Ucapanya membuatku menaikkan satu alis.
"Kau memang benar, aku tidak bisa melihat dunia luar lagi. Bagaimana sang surya menampakan senyumnya? Ketika sang bulan telah berganti, sinar cahaya yang berasal dari bintang, dan lain-lain. Namun aku masih punya perasaan. Perasaan yang bisa dilihat oleh orang buta, terdengar oleh orang tuli, dan dirasakan oleh orang cacat," sambungnya.
Tes ...
Air mataku jatuh begitu saja. Astaga, ucapanya membuatku berkecil hati. Aku yang sempurna tanpa cacat sekalipun tidak pernah merasakan perasaan orang lain. Yang aku lakukan hanyalah sebatas egoku saja.
"Ah iya, aku sangat butuh bantuanmu."
"Ya? Kau butuh bantuanku? Akan kulakukan jika aku mampu," sambungku.
"Kau ingat? Beberapa hari yang lalu aku mencoba mencari-cari sesuatu di pasir?" ucapnya mencoba mengingatkanku.
"Ya, aku ingat."
"Bisakah kau besok mengambilnya? Dan simpanlah untukku." Ucapanya terasa seperti tercekat, terasa sesak di dadanya.

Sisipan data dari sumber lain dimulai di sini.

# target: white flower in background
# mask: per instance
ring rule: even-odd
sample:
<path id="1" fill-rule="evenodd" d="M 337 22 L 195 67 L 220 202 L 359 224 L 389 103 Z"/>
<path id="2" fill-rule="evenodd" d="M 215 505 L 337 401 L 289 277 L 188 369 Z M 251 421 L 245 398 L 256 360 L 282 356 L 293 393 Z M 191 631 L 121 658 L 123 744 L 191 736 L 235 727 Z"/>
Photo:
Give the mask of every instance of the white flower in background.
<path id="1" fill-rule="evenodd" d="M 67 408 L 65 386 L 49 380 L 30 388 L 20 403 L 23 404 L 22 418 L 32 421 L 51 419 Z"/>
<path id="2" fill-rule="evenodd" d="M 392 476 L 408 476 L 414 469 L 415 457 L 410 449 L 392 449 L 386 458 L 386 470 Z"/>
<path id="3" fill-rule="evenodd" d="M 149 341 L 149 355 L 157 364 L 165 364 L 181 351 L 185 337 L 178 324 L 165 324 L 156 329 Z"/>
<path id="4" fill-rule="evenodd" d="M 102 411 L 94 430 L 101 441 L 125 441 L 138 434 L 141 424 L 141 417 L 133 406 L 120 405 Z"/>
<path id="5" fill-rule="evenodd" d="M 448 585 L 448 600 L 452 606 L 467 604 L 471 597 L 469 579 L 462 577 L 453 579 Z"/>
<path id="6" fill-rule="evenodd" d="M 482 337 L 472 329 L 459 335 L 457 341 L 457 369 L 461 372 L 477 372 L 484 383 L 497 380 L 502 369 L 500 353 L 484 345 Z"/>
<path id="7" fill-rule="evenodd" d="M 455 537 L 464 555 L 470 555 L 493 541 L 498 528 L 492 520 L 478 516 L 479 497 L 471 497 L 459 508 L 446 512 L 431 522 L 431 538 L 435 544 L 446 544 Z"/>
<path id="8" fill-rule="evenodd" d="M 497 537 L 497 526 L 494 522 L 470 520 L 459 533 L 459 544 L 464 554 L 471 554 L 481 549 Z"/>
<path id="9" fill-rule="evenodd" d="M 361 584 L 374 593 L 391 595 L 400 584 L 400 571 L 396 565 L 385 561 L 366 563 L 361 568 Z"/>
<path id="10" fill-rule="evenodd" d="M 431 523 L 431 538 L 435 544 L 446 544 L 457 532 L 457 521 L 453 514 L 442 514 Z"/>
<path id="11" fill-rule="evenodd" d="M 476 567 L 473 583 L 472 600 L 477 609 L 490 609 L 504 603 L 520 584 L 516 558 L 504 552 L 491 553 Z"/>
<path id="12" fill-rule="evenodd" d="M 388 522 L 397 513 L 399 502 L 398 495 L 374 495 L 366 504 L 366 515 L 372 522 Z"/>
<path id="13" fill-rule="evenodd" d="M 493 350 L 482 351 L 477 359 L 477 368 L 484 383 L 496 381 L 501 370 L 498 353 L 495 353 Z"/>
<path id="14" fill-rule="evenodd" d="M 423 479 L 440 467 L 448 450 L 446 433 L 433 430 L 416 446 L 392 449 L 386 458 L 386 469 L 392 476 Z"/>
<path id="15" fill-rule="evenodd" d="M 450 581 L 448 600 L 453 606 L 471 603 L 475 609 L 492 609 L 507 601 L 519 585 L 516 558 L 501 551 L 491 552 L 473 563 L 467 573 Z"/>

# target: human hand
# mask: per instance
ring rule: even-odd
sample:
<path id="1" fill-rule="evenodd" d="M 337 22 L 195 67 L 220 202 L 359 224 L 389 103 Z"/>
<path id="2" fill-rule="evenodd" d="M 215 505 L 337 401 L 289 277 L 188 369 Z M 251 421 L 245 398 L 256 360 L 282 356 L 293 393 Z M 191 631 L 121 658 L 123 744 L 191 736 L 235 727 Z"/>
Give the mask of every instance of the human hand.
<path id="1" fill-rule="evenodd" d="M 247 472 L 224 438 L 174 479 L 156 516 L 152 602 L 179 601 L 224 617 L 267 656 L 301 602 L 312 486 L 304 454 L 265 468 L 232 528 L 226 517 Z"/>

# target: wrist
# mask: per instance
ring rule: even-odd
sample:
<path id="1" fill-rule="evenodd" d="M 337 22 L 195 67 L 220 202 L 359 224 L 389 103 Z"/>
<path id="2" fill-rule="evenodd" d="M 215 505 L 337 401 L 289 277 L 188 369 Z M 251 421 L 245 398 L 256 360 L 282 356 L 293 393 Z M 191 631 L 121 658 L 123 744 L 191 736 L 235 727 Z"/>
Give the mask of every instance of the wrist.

"Akan aku lakukan," ucapku mengangguk.
**
Pagi ini aku akan mencari sesuatu yang dipesankan oleh Jungkook kemarin. Aku mencoba mengingat-ingat, di mana letak saat Jungkook membelah belah pasir pantai putih ini.
"Ah! Di sana!"
Setelah mencari-cari, terlihatlah sebuah kotak persegi berwarna Orange terkubur di pasir pantai. Nampaknya kotak itu sudah terkubur lama, terlihat dari warnanya yang sudah mulai memudar.
Saat aku membuka isinya, sangat-sangat membuatku terkejut. Di sana ada lukisan wajahku yang memandang langit senja dengan tulisan "캉지늘" di bawahnya.
Sangat cantik, karena di lukis dengan siluet hitam dan putih. Di sampingnya ... surat? Aku mengernyit lalu mencoba membuka perlahan isi amplop berwarna Orange itu.
Annyeonghaseyo ...
Aku Jeon Jungkook, kau pasti Kang Ji Neul, kan?
Aku melihatmu ketika kau sedang menangis di tepi pantai seminggu yang lalu. Yang aku pikirkan saat itu adalah ... ku ingin menghiburmu.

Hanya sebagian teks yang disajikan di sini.